Importance of the 'visual' in online marketing

Visual distraction is what the internet specializes in, whether at work or writing a paper, one little click can pull you down the "just one more page and I'll get back to work" avenue. But, this same concept of visual distraction or even visual capture (because distraction is a rather negative term) when applied, can make your brand stand out from the crowd.

My last post covered the unexpected/lovable introduction of Pinterest into our social networks. Only a few weeks after I published the post, I'm noticing many people integrating their Pinterest feeds on Facebook and websites that are incorporating the Pin It buttons, with the aim to simplify the process of social share.

This time around, I've stumbled upon Conceptually this platform is designed to be quite similar to Pinterest, you can follow different categories according to your interests. The one cool feature about Mobli is that it supports sharing photos/videos in real time.

Growth in social platforms that are focusing on the visual only means one thing-- one can't deny the need to make your web presence appear aesthetic.

An image speaks louder than words there by ensuring your message has a better chance of lingering around in the viewer's mind. While focusing on content, many companies over look the 'image' aspect. Lets face facts, some brands aren't as glamorous as other brands but a DIY brand like HGTV on Pinterest is a great example of segmenting and diversifying your outreach using images that can be of interest to your audience.

Benefits of image incorporation within your web content

1. Improving social experience: Looking at some brands, I get a feeling that companies seem to forget that their web presence isn't just about providing their audience with the right content, it is also about providing an experience. Using images as part of your content is a smart way to practice experiential marketing in the virtual world.

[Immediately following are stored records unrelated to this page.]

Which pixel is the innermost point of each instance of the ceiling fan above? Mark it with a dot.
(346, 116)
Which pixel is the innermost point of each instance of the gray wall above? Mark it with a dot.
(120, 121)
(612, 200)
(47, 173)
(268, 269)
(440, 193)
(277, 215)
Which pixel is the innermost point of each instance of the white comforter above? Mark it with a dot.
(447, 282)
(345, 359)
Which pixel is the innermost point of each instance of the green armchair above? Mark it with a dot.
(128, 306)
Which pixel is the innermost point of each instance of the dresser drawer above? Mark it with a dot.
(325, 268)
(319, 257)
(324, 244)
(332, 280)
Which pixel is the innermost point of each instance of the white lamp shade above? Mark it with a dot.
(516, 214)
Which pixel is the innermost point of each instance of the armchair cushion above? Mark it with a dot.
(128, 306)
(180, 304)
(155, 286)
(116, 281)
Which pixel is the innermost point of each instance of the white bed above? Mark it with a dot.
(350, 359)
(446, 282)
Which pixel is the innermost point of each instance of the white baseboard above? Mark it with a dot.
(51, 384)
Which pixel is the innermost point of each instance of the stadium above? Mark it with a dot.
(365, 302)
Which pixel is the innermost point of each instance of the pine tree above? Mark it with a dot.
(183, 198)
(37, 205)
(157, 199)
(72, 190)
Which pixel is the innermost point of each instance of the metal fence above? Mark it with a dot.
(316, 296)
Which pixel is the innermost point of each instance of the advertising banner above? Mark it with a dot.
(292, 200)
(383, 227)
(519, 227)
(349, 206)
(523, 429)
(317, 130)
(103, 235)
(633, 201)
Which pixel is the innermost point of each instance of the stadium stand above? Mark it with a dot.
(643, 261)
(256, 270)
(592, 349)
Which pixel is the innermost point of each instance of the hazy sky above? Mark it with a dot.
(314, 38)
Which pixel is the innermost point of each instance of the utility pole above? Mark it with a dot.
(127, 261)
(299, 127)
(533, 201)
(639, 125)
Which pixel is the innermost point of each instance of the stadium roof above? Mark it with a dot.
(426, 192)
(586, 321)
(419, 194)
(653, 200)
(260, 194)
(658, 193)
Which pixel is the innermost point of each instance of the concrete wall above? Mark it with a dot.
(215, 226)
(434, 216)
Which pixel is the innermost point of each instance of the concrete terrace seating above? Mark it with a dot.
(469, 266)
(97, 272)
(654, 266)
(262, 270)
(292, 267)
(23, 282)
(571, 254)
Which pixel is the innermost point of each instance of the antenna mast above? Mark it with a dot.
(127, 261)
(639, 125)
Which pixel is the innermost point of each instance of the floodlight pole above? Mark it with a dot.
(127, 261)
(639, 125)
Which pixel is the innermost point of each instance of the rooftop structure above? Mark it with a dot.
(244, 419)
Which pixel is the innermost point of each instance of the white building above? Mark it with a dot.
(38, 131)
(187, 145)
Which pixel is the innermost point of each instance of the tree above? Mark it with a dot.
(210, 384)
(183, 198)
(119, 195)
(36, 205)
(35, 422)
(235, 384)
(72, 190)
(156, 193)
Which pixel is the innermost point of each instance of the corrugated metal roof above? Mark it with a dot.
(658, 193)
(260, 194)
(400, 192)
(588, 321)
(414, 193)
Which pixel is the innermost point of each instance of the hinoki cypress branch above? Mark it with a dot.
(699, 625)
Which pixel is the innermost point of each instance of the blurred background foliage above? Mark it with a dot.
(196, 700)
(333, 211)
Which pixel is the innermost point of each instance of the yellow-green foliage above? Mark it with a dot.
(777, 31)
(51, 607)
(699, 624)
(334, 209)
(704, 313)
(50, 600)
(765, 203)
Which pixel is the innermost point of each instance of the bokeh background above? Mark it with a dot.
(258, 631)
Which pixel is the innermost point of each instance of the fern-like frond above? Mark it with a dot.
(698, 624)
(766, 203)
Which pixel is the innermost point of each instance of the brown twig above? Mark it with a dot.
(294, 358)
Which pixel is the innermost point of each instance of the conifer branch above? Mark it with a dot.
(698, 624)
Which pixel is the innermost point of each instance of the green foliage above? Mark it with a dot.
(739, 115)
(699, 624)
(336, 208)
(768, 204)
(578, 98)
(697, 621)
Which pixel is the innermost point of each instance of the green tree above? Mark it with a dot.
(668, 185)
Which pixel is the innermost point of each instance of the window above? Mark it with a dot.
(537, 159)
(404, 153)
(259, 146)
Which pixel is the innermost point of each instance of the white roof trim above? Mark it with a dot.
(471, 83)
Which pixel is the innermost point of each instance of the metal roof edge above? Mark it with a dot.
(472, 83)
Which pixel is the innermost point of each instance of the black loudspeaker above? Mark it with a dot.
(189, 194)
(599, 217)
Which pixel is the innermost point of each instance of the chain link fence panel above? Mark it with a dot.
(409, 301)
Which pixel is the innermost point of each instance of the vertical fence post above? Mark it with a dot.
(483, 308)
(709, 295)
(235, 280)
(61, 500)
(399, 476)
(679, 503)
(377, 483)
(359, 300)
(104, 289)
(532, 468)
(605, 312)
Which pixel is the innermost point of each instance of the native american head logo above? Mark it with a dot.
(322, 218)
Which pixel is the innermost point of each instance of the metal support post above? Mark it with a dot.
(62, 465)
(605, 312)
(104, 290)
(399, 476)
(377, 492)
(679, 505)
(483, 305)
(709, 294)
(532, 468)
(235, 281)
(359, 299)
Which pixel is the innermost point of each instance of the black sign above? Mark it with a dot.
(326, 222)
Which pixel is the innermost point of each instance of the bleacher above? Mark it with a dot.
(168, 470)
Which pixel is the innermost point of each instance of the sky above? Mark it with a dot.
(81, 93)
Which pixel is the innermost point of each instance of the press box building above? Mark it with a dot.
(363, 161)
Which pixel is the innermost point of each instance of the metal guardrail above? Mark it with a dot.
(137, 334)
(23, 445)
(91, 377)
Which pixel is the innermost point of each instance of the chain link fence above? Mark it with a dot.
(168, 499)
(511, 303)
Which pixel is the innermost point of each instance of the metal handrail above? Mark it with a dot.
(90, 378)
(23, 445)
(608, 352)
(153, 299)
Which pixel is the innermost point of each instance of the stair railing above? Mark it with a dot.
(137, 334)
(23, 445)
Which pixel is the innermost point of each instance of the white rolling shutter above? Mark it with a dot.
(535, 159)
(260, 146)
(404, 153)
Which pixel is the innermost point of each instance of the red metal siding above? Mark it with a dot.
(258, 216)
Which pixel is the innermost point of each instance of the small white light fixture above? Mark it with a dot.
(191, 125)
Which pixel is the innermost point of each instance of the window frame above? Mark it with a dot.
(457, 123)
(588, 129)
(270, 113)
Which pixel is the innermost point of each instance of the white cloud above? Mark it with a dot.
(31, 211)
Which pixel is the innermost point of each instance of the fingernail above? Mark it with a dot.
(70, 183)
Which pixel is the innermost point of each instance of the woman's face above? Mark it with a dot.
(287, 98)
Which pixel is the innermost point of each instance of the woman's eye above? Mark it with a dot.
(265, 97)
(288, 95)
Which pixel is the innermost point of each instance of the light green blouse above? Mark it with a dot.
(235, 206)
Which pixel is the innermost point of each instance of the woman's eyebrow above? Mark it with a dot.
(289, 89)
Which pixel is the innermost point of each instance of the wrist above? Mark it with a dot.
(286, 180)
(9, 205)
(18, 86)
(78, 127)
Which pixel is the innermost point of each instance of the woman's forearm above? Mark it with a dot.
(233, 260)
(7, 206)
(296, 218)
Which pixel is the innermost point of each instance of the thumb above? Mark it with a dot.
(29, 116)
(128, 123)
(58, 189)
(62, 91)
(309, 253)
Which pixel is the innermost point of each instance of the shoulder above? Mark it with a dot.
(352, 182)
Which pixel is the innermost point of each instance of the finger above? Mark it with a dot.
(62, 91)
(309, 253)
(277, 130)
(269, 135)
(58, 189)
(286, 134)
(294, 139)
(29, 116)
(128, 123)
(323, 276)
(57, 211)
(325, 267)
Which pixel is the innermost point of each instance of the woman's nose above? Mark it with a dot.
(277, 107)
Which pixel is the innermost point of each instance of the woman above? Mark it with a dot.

2. Brand presentation: Images are the core of eloquent visual rhetorics. Harnessing on the power of images, you can build a desirable brand image.

Source: Moon Games by Laurent Laveder

3. Speak better than words: Brands can build stories that transcend the language barrier. Visuals speak for themselves and can help you send out subtle messages. At times visuals can be used to simplify a message that can appear complicated when explained with the use of text.


3. Search/Social media optimisation: Appropriate use of tags on images will ensure a rise in web traffic. Not all these people who land on your page will be interested in what you offer but there is always a good percentage of viewers who will click on the 'Website for this image' link to read more. In terms of social media optimisation, good descriptions below images can get the audience to click on your link,  presented with the image.

Things to consider when using visuals

1. Use high quality, beautiful images! Poor images will have an opposite effect on the audience and turn them away.

2. Make images clickable. Nothing is more annoying on the website than having an image that cannot be clicked.

3. Concentrate on tagging. It is important to have tags that are not misleading.

4. Credit image source.

5. Insert spaces when required. Quite often I've noticed web pages where images and textual content appears congested. Good designing practice requires empty space to be left between images and text.

6. Use creative inspiration from digital design websites like Beautiful Life.

Some of the world's most popular brands have attractive and pleasant visuals accompanying their content. Investing a bit more in acquiring high quality images from stock websites or hiring a professional photographer will always have a good return. Furthermore, you can use Pinterest, Flickr, Google+ and now Mobli to share your photos online!

Talking about visual experience, just yesterday I found this website for Sandvik (An Engineering Group). One might consider their brand to be uncool but the brilliant visual experience the site has to offer has something else to say! This is a great example of how you can take some of the most unglamorous brand related imagery over 125 years of manufacturing and produce something so engaging.